Monday, August 21, 2017

Half-Broke Horses

For starters, Half-Broke Horses by Jeannette Walls is quite different from her first book, The Glass Castle. The latter is her memoir of her childhood and the former is the story of her grandmother's life. So you do, especially towards the last third of the book, get some hints of things to come (both events and themes)--but overall it's a separate story.

The tone is different and the beats of the story are all different, as well. Part of this is the fact that Lily's childhood goes by fairly quickly, so we're not seeing the story of children struggling to get by with their parents--we're seeing the story of a woman taking charge of her life, again and again. She's quite the inspiration.

Stepping away from her family's home to be out on her own, getting herself ready and able to teach, moving here and there, riding her horse alone for a month through the Southwest to get to a teaching post, cleanly putting an end to a bad situation, learning to fly a plane, and working harder than hard every single day because that was what she asked of herself. She worked hard because she knew she could do it and she knew that the results she would get from working hard would be so much better than the results from just going with the flow. She saw how things could be depending on if she acted one way or another, did one thing or another--and she decided what to do based on what she wanted to happen.
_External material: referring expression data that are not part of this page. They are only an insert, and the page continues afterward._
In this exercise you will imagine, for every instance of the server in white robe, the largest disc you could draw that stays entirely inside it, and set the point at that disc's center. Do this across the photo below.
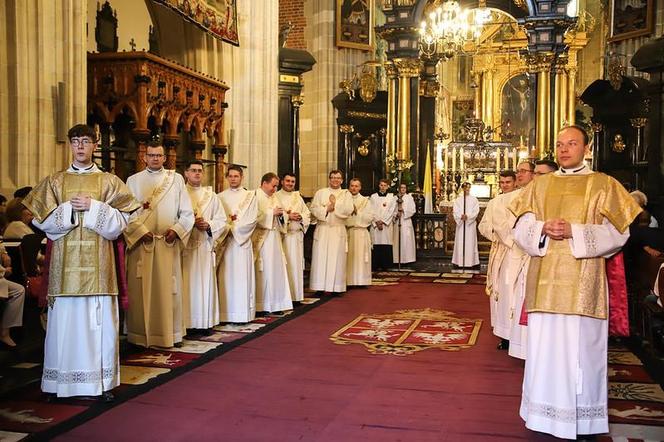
(13, 295)
(82, 210)
(331, 207)
(236, 274)
(519, 334)
(568, 222)
(272, 286)
(384, 207)
(487, 227)
(297, 222)
(155, 236)
(406, 236)
(465, 211)
(358, 272)
(198, 256)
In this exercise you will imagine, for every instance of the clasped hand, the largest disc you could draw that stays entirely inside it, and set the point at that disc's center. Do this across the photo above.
(201, 224)
(557, 229)
(80, 203)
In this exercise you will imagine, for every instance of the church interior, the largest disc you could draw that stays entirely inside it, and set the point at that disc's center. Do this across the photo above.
(427, 93)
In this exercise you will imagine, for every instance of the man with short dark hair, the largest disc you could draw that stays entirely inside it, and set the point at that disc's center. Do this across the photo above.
(236, 274)
(488, 227)
(82, 210)
(542, 167)
(569, 221)
(465, 210)
(525, 172)
(155, 236)
(272, 287)
(298, 219)
(384, 207)
(331, 206)
(198, 255)
(358, 270)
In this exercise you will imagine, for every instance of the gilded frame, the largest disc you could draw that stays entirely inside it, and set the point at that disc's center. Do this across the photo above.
(350, 35)
(620, 17)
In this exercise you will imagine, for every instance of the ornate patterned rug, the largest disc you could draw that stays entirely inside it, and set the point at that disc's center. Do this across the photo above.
(405, 332)
(634, 398)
Texas, New Mexico, and mainly Arizona make up these pages. And that makes me wonder why it took me so long to read this book, given that stories like this of people who lived in the Southwest are exactly what I love. Given that Jeannette Walls was writing her grandmother's story, she had to call this book a real-life novel. It's technically fiction--but it's based on truth. The ranch, the teaching--the person; that's all true. So in a way, this book is like an oral history. It's this family's story, the story of a woman who lived and prospered in the last days of the West.

It's strange. She (Lily) talks about the new people that were able to come in to the Phoenix area once air conditioning made the real temperatures tolerable to them. She says it, you know, a little disdainfully--but rightly enough so because she lived and worked outdoors for enough years that she proved she could easily tough out something so small as the weather. So you want to take her side when she says things like this--but I'm probably one of those people. I'm part of that wave of people who moved to Arizona out of California (not to Phoenix, but still to Arizona) in this modern age of air conditioned houses and cars, grocery stores with fresh supplies, and paved roads. I don't have to live like Lily did, and I know that there are so many things that the modern age has lost, so many connections with this land that we no longer have. But I am grateful to people like her who were here before--and to those who were before her.

The more I think about it, the more I realize another strange thing. Lily loved respecting the land (taking care, for instance, not to let the cattle overgraze and things like that), but she also loved new things. She loved airplanes--and then lamented when the air become so controlled with the same flight paths and such that cars needed to follow. But she wasn't the only one who loved planes, and when you have so many people using something, well, you have to put down some rules and organization just to keep everyone safe. There are losses as time moves forward--but that's just the way it is.

I'm almost ending on a somber note there. So I'll finish by saying that I enjoyed this book as a source of people's stories, a source filled with what it was that made their lives theirs.